I'm still playing with my LSTM networks, inspired by a few blog posts about their "unreasonable efficiency". I spent a lot of time messing with genetic algorithms, but then I came back to more predictable methods, namely gradient descent. I was trying to optimize the performance of the cost function I use via AD (even asking help on stack overflow) when I stumbled across a couple of blog posts on symbolic differentiation (here and here). The last one, combining automatic and symbolic differentiation, struck a chord. If my differentiation calculation was taking so much time to calculate, could I just not calculate it once with symbolic expressions, then close the resulting expression over my variables (my LSTM network) repeatedly while applying the gradients. I should only pay the price for the derivation once!

So I extended the data type suggested in the blog post to include all operations I was using in my function, manage to sort out all the types and verify via a few tests that it would work. I had great hopes! But as soon as I started testing on a real LSTM, the code just crawled to a halt. I even thought I had some infinite loop, maybe some recursion on the expression, but testing more thoroughly showed that it was the sheer size of the generated expression that was the issue. A LSTM of 2 cells is represented in the cost function used by AD as an array of 44 doubles, so basically for a LSTM of 2 cells, I'll have 44 variables in my gradient expression. My simple test that tries to use a LSTM to generate the string "hello world!" uses 9 cells (9 different characters in the string) , which is 702 variables. Even printing the expression takes forever. Running it through a simplifying step takes also forever. So my idea was not as good as it first looked, but it was fun testing it!

The code for my expressions can be found here, and the code doing the gradient descent via the symbolic differentiation is here. All of that looks probably very naive for you calculus and machine learning experts but hey, I'm a human learning...  If everybody has any idea to speed up my code, I'l happily listen!

Sergii Antoniuk said...

I made simple brute-force implementation of RNN in haskell from scratch and it works pretty fast - two-layer GRURNN with 32 units in each layer steps forward/backward pass in 20ms for input lines of ~100 characters.

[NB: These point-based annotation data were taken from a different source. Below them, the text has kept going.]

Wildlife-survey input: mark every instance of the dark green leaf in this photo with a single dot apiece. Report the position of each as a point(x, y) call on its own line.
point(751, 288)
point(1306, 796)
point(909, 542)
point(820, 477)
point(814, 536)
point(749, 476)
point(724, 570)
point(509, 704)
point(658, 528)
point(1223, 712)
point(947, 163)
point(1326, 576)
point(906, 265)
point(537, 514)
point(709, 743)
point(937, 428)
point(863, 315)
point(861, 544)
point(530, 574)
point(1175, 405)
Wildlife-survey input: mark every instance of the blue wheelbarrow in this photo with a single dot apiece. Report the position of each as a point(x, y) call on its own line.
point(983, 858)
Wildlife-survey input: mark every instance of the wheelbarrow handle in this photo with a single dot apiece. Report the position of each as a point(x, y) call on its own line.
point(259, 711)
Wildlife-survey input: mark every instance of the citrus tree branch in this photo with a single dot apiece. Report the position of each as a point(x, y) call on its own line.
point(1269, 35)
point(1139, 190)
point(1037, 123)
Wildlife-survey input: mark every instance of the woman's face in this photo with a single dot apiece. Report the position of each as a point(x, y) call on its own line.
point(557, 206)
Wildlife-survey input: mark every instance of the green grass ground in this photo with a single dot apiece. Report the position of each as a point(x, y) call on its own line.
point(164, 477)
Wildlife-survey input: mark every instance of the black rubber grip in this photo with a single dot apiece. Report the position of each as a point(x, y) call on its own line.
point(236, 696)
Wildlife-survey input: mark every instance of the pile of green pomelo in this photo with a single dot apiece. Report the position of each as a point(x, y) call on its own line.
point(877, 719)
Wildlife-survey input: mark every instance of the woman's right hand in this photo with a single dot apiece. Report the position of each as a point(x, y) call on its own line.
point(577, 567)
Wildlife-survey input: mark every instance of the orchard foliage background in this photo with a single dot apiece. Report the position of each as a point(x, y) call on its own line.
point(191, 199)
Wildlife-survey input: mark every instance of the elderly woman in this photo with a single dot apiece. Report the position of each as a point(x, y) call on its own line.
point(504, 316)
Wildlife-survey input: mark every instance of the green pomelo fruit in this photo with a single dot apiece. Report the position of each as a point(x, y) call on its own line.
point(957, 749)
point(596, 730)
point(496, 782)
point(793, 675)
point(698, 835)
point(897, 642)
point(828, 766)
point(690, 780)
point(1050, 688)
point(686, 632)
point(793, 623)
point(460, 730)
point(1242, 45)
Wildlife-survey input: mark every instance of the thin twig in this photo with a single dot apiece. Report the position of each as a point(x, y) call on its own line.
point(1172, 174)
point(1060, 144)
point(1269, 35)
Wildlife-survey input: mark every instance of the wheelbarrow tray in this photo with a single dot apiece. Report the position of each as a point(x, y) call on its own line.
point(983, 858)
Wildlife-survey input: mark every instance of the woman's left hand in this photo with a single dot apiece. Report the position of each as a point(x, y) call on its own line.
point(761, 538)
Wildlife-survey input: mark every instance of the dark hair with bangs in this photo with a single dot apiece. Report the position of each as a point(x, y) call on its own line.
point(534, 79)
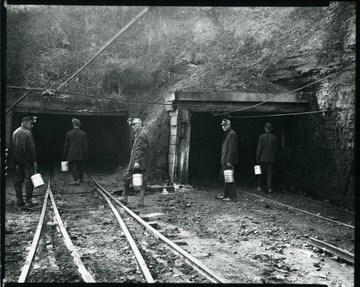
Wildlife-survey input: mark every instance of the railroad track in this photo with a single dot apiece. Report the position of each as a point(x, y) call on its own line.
point(92, 237)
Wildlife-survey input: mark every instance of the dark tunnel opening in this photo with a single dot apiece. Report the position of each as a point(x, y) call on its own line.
point(108, 138)
point(206, 140)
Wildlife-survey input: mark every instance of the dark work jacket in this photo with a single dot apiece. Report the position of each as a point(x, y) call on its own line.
point(76, 147)
point(229, 148)
point(24, 147)
point(266, 148)
point(140, 150)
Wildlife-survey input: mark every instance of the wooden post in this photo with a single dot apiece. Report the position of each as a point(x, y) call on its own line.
point(184, 131)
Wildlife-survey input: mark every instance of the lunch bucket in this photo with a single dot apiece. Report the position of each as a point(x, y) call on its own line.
point(64, 166)
point(37, 180)
point(257, 169)
point(229, 175)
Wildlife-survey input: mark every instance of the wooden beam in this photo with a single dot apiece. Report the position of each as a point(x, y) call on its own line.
point(230, 107)
point(238, 97)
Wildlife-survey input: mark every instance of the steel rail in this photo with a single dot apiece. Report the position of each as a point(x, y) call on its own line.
point(85, 274)
point(214, 278)
point(300, 210)
point(30, 257)
point(138, 256)
point(342, 253)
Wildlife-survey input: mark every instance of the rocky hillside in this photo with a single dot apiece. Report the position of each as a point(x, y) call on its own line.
point(249, 49)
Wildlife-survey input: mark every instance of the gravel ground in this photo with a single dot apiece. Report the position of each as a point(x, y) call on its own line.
point(253, 240)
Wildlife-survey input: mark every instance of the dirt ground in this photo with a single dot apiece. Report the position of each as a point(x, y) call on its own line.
point(253, 240)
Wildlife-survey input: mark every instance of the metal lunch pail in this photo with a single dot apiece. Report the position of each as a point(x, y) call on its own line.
point(37, 180)
point(64, 166)
point(257, 169)
point(137, 180)
point(229, 175)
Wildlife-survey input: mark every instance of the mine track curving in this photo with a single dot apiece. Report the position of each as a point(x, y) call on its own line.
point(72, 259)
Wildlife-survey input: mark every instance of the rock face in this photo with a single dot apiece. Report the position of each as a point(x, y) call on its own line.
point(324, 165)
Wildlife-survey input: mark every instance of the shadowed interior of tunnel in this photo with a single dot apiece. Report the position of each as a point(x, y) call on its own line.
point(108, 139)
point(206, 140)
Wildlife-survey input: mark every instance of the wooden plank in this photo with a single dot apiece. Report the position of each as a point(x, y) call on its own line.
point(82, 270)
point(30, 257)
point(130, 240)
point(342, 253)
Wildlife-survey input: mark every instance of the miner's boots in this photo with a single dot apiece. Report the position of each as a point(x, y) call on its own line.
point(124, 197)
point(142, 197)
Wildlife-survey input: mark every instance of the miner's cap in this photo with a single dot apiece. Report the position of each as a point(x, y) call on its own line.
point(27, 119)
point(136, 121)
point(76, 122)
point(225, 122)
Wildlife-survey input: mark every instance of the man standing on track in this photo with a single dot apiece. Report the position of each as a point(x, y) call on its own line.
point(265, 156)
point(229, 158)
point(24, 160)
point(76, 151)
point(139, 159)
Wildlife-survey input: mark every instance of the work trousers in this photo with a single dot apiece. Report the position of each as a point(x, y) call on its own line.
point(229, 189)
point(77, 169)
point(266, 174)
point(23, 175)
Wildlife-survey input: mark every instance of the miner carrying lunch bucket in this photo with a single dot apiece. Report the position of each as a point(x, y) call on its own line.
point(139, 160)
point(229, 158)
point(25, 161)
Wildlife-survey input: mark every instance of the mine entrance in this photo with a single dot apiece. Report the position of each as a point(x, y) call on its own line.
point(108, 137)
point(206, 139)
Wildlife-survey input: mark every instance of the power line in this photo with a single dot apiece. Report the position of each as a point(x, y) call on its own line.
point(290, 114)
point(142, 13)
point(256, 105)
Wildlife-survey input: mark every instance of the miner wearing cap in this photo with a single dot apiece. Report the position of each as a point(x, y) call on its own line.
point(139, 160)
point(229, 158)
point(24, 160)
point(76, 151)
point(265, 156)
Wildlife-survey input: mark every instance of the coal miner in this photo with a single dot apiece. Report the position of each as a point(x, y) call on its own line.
point(229, 158)
point(76, 151)
point(139, 160)
point(265, 156)
point(24, 160)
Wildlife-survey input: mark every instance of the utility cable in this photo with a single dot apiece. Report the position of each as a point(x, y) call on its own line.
point(291, 114)
point(142, 13)
point(259, 104)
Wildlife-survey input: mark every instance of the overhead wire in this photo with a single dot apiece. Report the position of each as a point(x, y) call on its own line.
point(283, 95)
point(136, 18)
point(292, 114)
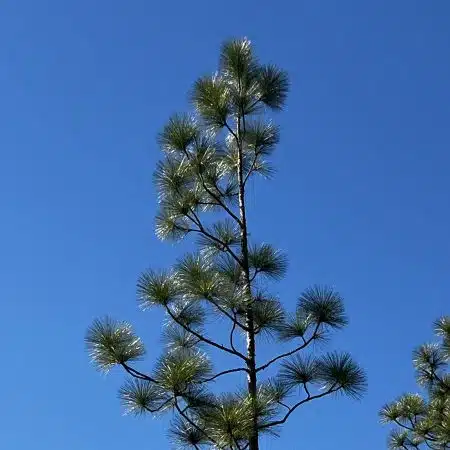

I tried to arrange things in a way which allows unit code to look as much similar as possible to math description found in articles, so vanilla-RNN unit code looks like

expr <- store s h (relu (whx' * inp + whh'*h' + b'))

and GRU unit code looks like

let rt = sigm (wrx' * inp + wrh' * h' + br')
zt = sigm (wzx' * inp + wzh' * h' + bz')
ht = tanh (whx' * inp + whh' * (rt * h') + bh')
gruExpr <- store s _h (zt * ht + (1.0 - zt) * ht)

Maybe, I'll write blog post about my implementation soon.